I designed a 0.9B Mamba-2 / GLA hybrid LLM — the AI agents wrote the code. An honest build log.

#ai #python #machinelearning #buildinpublic

Let me be clear about my role up front, because it matters: I didn't hand-write the code for this. I designed the system and directed it — the architecture, the decisions, the why, and the discipline of debugging it. The actual implementation was written by AI coding agents (Claude and Codex). I was the architect and the lead; they were the hands.

That collaboration is half the reason I'm writing this. The other half is that it's still a work in progress, and I'd rather show the honest version.

What it is

Helix v2 / Auralis — a ~0.9B-parameter hybrid language model, built from the tokenizer up (not a fine-tune, not an API wrapper):

28 layers, heterogeneous: 6× Mamba-2 (state-space) → 16× GLA (Gated Linear Attention) → 6× Sparse-Attention
Pre-Norm (RMSNorm), RoPE, SwiGLU FFN
Tied 200k SentencePiece vocabulary, bilingual German/English
d_model 1280, bf16

The reasoning behind the mix: cheap Mamba-2 (O(n)) at the bottom to move information, GLA in the middle, and a few precise Sparse-Attention layers on top where exact token-mixing actually matters — so most layers never pay the quadratic-attention cost.

Here's a cross-section of a single Mamba-2 mixer block — the state h replaces the quadratic attention matrix, giving linear-time inference and constant memory:

Honest status (work in progress)

It's at ~33k / 50k training steps:

✅ Trains stably; learns German and English fluently and keeps them separate
✅ Facts are anchored reasonably well in history & geography (measured, below)
⚠️ Science & translation are weaker; 0% code in the current data mix
❌ No instruction-following yet (no SFT) — ask a question, you get raw continuation, not an answer
⚠️ Greedy decoding is still rough

If you're looking for a chatbot to download, this isn't one yet. If you're here for the engineering, read on.

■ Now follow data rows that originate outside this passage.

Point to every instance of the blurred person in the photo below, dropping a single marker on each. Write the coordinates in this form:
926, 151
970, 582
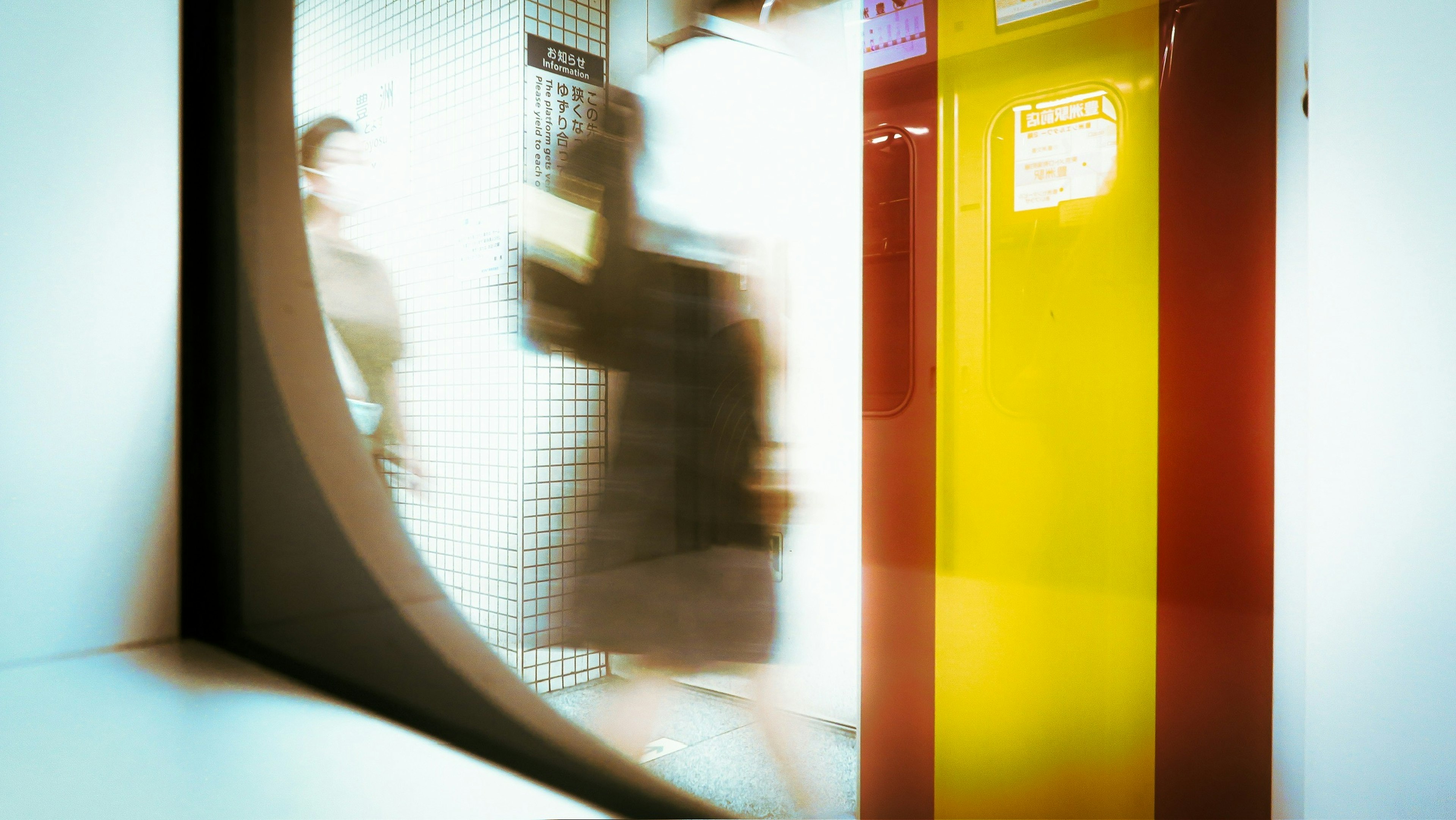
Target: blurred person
678, 286
362, 318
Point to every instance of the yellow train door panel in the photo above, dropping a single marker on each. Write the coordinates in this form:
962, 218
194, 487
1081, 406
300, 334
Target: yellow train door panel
1046, 593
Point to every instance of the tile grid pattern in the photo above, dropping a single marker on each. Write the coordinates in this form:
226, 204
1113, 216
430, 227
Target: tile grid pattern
579, 25
500, 535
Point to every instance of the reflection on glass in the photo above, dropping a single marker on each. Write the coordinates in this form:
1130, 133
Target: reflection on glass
357, 299
506, 263
889, 353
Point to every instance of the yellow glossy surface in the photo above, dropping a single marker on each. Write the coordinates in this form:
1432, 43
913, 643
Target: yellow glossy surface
1046, 595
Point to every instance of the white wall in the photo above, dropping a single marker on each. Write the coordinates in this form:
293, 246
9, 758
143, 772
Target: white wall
1291, 413
1379, 720
88, 324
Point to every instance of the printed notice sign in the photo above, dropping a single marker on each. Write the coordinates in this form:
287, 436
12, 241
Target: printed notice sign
567, 62
893, 31
484, 244
565, 101
1012, 11
378, 101
1066, 149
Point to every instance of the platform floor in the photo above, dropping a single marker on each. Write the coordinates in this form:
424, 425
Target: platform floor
723, 755
187, 732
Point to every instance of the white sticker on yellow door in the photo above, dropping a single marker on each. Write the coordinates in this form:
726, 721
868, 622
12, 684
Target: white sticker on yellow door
1066, 149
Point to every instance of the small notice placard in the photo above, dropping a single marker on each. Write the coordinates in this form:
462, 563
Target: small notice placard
565, 62
1066, 149
565, 101
1014, 11
893, 31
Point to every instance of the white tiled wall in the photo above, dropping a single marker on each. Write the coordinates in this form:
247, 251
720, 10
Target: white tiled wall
511, 442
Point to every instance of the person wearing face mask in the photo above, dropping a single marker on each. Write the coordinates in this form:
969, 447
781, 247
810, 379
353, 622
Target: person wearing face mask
355, 289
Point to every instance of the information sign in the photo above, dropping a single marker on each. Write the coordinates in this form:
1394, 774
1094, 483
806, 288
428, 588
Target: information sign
1066, 149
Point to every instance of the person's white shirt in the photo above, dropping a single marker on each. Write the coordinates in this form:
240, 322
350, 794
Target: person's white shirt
717, 175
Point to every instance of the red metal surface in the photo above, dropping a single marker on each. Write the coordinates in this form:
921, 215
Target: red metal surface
897, 717
1216, 411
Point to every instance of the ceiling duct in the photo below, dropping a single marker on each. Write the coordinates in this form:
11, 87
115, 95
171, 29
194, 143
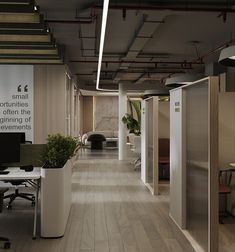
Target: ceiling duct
24, 37
182, 79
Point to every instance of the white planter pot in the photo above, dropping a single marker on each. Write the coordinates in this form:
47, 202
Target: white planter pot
55, 200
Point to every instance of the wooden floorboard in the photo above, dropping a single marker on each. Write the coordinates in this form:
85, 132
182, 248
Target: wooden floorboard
112, 211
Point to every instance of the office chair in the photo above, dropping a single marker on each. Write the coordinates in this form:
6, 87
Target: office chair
136, 148
16, 183
225, 177
5, 243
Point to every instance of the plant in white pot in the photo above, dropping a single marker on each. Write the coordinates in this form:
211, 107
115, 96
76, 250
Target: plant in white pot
56, 184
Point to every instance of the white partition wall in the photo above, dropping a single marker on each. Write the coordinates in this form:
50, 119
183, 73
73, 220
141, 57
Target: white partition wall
194, 161
154, 125
149, 142
177, 158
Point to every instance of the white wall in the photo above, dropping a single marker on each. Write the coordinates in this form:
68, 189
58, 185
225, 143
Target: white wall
164, 119
105, 113
177, 170
49, 101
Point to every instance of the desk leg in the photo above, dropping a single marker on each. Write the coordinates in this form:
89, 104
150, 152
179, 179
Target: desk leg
36, 209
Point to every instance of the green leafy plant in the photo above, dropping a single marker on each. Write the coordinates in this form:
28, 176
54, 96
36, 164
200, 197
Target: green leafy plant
132, 124
58, 150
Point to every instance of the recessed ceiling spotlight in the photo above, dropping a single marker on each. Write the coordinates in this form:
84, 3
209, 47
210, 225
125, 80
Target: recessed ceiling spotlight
227, 56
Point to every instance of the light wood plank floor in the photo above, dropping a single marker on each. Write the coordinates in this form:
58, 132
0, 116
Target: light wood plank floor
112, 211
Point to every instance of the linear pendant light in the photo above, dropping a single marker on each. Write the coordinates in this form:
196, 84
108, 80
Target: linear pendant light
227, 56
102, 37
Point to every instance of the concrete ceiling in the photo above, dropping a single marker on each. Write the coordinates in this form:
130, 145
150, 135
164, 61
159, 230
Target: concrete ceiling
146, 41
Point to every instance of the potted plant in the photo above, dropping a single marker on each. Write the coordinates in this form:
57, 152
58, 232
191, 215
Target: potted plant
58, 150
133, 124
56, 184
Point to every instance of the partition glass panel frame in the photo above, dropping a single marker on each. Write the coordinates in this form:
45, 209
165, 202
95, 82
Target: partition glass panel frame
201, 152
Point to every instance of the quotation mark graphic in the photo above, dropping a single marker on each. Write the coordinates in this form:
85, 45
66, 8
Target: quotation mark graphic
19, 88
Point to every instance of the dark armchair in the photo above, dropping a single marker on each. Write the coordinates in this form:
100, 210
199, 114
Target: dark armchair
16, 183
225, 178
5, 243
96, 141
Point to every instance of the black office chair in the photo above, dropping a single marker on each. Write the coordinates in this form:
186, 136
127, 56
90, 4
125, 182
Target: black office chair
5, 243
225, 177
16, 183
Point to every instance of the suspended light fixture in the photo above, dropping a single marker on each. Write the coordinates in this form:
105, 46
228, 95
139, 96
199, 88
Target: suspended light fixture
102, 37
156, 92
182, 79
227, 56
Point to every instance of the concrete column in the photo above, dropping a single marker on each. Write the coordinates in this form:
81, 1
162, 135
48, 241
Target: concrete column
122, 106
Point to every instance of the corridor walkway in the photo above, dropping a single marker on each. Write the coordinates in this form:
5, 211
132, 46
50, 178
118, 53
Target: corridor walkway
112, 211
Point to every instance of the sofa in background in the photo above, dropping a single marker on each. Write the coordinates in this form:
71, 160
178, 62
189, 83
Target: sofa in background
110, 135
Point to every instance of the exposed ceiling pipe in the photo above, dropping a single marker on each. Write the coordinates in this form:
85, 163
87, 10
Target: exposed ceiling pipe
218, 48
80, 21
183, 63
219, 8
130, 72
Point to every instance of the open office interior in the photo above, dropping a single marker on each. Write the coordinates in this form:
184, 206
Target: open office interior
117, 126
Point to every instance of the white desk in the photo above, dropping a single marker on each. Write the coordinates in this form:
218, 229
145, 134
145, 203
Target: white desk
16, 173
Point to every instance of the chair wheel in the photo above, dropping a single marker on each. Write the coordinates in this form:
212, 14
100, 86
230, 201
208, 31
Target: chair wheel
9, 207
7, 245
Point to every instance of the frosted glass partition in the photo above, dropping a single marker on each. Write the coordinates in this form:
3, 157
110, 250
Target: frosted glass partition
194, 161
150, 142
197, 162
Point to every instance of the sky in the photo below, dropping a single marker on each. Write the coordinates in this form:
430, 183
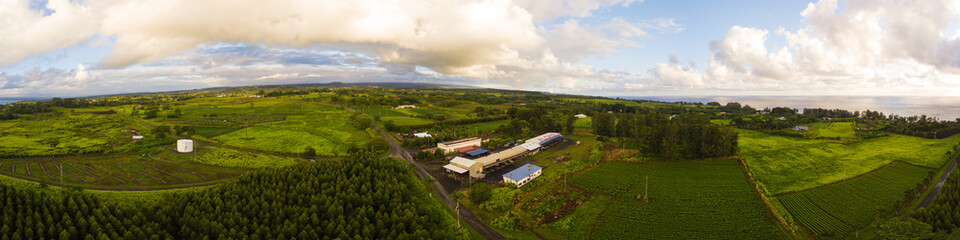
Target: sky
71, 48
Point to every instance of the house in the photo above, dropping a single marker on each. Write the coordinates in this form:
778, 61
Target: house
460, 166
423, 134
523, 175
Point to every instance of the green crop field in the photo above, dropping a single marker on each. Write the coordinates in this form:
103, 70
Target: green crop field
688, 200
583, 123
407, 121
329, 134
486, 127
839, 209
786, 164
382, 112
71, 134
116, 171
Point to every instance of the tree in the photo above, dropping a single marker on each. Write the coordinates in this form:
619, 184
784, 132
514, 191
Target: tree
309, 152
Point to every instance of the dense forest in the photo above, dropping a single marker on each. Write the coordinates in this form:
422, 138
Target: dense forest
359, 197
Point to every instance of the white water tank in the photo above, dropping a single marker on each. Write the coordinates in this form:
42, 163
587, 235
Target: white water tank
184, 145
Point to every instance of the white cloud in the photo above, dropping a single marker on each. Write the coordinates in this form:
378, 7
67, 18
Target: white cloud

The part worth sharing: it was rarely the data

The most useful lesson wasn't architectural — it was how often my first explanation for a bad result was wrong, and how a careful process caught it.

At one point the model looked like it had regressed. My instinct (and that of two people I asked) was "the data must be bad." It wasn't. It was a stack of measurement problems:

Learning rate too high for warm-start continued pretraining (carried over from a fresh-start schedule).
Invalid baseline — comparing val-loss measured on two different validation sets.
Wrong tokens/byte constant → ~33% inflated bits-per-byte. The model looked worse on paper than it was.
Stochastic eval — nothing was re-seeded, so each evaluation drew different tokens. The "trend" was half real change, half sampling noise.
A wiki-only validation tail produced a fake cross-language gap of ~3.2 bits-per-byte; the real gap was ~1.04.

And the one that almost sent me chasing ghosts: "the model has no knowledge." Greedy decoding kept flip-flopping on simple facts. The conclusion "the facts aren't there" turned out to be wrong — I measured it properly with a contrastive margin (NLL(wrong) − NLL(correct) per token), and the facts were anchored. The flip-flop was a decoding artifact, not missing knowledge.

Here's the current evidence sheet — training curve, the metrics I actually trust, and an honest maturity grid of what works vs. what doesn't:

The takeaway I keep coming back to: before a bad number becomes "the data," check whether the number even measures what you think it does.

What helped

Deterministic eval (re-seed before every evaluation) — turned a noisy curve into a readable one
A custom 200k tokenizer (the GPT-2 one was ~2× too inefficient for German)
A two-stage data-cleaning pipeline, collecting data by knowledge profile rather than chasing total val-loss
Treating knowledge, recall, and decoding behavior as separate things — conflating them cost me weeks

Licensing (precise on purpose)

Code: Apache-2.0 — fully open
Weights: OpenRAIL-M (responsible-use restrictions) — which means the weights are not OSI "open source" in the strict sense. I'd rather say that plainly than misuse the term.

What's next

The longer-term plan isn't just "make this one model bigger." It's a frozen universal base plus swappable DoRA/LoRA adapters — which is also why the large 200k vocabulary exists, and why its parameter cost gets cheaper as the base grows:

Finish to 50k → SFT so it can follow instructions
A small reproducible demo
Then scaling — 1B is the foundation, not the goal (3B / 7B+), where the large 200k vocab finally earns its keep as its parameter share shrinks

Repo (critique very welcome):
👉 https://github.com/AuraIis/Auralis

The most valuable part of this whole thing was having AI agents do the implementation while I stayed responsible for the decisions — and getting corrected, often, on my own assumptions.